Opulence baroque du XXI°siècle

A l’avant-garde de la céramique portugaise, Bela Silva s’est formée à Lisbonne et à l’Art Institute of Chicago. Baignée dans les récits étranges des Azulejos, son inspiration mêle bestiaire surréaliste et végétaux méditerranéens. Ses installations dans les musées portugais réactualisent le baroque, portant à un rare degré d’excentricité les souliers princiers du XVIII°s par exemple. Mais c’est l’hyperréalisme poétique de ses décors du métro lisbonnais qui l’insère durablement dans le XXI° siècle.

 

La marque principale de Bela Silva est une créativité débordante et débridée, doublée d’une exubérance toute méditerranéenne qui la rapproche de la fantaisie iconoclaste de sa compatriote Joana Vasconcelos*. La démesure est également son terrain de jeu habituel. En 2011, Bela Silva s’est enfin posée à Bruxelles dans un grand atelier lumineux qui lui donne la sérénité pour fixer son style et poursuivre son œuvre avec ténacité.

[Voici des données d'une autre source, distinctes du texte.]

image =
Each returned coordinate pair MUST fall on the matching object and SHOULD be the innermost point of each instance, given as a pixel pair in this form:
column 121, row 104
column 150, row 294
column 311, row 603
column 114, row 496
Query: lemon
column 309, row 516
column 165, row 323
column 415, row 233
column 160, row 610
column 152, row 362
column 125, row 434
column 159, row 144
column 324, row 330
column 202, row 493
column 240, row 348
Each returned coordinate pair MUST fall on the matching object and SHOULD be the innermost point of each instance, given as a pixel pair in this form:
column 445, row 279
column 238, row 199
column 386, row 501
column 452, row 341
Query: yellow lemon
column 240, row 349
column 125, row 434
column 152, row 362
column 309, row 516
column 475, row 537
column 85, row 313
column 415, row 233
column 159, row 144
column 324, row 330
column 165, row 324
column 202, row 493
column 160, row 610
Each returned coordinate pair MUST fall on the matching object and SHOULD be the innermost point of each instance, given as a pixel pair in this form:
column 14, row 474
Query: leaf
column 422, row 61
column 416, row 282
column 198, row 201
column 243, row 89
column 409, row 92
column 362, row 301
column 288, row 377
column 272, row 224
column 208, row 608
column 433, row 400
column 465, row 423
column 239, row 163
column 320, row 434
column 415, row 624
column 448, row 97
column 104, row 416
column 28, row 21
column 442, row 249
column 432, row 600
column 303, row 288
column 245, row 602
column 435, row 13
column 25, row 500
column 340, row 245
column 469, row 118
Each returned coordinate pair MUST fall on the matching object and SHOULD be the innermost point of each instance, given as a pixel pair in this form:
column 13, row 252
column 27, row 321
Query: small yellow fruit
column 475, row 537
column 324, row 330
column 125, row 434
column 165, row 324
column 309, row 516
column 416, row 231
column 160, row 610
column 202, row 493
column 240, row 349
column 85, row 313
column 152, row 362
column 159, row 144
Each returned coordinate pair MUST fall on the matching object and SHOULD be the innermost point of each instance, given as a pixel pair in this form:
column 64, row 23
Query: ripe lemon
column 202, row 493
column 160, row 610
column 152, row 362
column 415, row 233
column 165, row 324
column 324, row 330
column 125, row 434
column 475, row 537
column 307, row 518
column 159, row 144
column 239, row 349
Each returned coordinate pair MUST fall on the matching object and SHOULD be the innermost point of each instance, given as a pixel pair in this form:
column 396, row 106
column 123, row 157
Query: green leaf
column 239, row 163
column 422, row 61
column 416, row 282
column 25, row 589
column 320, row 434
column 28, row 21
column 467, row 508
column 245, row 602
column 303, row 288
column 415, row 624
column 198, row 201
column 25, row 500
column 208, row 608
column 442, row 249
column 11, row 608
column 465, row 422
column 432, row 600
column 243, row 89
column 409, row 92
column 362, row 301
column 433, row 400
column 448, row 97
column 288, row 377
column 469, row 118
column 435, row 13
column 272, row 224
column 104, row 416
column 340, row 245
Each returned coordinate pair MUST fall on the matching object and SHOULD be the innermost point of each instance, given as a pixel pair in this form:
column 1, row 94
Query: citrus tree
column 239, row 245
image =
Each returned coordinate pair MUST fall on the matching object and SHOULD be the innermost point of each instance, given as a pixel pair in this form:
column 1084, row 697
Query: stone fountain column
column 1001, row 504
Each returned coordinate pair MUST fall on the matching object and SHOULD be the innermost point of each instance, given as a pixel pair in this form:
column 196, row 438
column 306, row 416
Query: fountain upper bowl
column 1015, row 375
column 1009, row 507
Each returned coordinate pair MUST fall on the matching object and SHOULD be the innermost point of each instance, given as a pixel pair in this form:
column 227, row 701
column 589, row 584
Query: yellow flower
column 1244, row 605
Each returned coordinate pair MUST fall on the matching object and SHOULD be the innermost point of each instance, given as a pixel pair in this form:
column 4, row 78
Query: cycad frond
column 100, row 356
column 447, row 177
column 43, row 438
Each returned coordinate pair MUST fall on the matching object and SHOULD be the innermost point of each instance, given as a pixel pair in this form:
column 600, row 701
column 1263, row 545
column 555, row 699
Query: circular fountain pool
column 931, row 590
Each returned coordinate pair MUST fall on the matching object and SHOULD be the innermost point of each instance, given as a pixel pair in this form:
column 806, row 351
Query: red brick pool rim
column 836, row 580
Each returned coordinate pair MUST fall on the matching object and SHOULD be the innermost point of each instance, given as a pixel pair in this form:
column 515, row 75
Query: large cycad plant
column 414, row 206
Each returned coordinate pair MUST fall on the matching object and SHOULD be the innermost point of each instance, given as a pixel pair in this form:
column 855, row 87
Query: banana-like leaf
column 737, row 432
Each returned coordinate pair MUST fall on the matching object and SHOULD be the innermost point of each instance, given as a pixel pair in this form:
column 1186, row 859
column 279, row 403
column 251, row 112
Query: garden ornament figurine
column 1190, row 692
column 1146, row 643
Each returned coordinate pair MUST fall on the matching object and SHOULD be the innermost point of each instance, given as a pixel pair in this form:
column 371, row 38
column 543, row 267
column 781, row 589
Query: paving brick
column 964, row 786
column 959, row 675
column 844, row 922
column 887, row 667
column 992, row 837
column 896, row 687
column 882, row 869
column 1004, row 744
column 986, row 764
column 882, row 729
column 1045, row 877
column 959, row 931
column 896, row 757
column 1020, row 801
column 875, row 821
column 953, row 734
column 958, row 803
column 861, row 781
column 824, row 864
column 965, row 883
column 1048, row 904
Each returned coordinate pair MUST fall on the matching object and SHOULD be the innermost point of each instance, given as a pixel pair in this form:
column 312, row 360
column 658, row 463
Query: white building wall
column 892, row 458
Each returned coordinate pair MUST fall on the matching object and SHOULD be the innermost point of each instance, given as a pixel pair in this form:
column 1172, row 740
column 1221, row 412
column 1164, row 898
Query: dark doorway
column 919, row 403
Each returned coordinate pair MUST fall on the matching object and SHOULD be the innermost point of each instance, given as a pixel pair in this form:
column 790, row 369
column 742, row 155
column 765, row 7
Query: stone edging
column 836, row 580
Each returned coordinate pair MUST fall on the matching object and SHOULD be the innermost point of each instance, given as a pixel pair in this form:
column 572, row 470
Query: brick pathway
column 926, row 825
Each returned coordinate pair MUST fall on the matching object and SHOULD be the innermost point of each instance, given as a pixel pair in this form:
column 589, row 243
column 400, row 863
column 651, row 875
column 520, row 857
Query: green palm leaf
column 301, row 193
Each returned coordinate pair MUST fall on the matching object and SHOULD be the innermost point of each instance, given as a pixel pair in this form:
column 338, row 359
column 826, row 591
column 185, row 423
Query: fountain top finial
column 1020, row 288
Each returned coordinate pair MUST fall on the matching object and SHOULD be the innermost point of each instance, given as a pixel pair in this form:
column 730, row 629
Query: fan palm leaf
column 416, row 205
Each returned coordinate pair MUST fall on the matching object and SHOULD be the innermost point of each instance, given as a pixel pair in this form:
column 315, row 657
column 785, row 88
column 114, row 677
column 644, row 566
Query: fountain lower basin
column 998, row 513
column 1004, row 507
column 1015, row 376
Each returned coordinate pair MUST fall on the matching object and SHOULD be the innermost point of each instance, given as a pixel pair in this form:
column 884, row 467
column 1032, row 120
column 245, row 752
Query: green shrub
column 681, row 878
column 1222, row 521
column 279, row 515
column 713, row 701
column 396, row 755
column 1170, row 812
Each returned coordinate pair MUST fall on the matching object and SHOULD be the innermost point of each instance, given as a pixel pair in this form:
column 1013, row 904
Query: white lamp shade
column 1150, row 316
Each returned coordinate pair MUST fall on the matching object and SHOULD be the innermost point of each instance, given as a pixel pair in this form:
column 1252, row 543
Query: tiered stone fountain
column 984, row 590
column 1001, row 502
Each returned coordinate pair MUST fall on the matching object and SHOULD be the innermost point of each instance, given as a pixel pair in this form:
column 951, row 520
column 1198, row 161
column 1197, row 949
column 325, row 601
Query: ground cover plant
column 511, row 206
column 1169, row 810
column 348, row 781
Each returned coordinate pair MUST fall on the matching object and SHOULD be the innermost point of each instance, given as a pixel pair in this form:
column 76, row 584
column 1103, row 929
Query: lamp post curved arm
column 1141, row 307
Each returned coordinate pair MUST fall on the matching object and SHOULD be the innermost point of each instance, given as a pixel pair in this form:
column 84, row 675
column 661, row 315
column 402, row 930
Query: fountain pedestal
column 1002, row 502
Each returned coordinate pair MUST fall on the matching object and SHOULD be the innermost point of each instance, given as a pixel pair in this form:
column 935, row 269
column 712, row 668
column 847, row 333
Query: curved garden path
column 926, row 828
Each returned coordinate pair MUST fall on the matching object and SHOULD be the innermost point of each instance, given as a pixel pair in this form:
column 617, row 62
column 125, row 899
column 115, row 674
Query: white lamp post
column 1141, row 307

Très vite, lorsqu’elle est aux beaux-arts de Lisbonne à la fin de années quatre-vingts, elle se dirige vers la section céramique car les résultats des modelages en terre sont rapides à apprécier et donc à corriger, même si l’œuvre ultime ne survient que plus tard. Comme Manuel Cargaleiro qu’elle rencontra vers 18 ans, les Azulejos nourrissent son imaginaire qui se peuple de dialogues de singes, de récits des grandes découvertes maritimes des XVI°, XVII° et XVIII°s ou bien de scènes de cours princières. L’attrait de la céramique coule donc dans ses veines, mais elle est une des premières au Portugal à faire évoluer cet art vers la modernité. Pour cela, elle part à Chicago et suit l’enseignement de l’Art Institute situé dans le musée du même nom. C’est une découverte essentielle pour Bela, vu l’immense collection du musée, balayant l’histoire de l’art depuis l’archéologie jusqu’au très contemporain, particulièrement riche en art américain de la deuxième moitié du XX°s. Engrangeant tous ces styles avec curiosité, Bela piochera dans l’une ou l’autre de ces époques ce qui lui correspondra le mieux. Aujourd’hui, les arts Étrusque et Perse sont un univers qui sous-tend ses créations, mais elle retrouve également en Belgique l’ombre tutélaire de James Ensor qui avait provoqué chez elle, dès ses débuts, une réelle fascination.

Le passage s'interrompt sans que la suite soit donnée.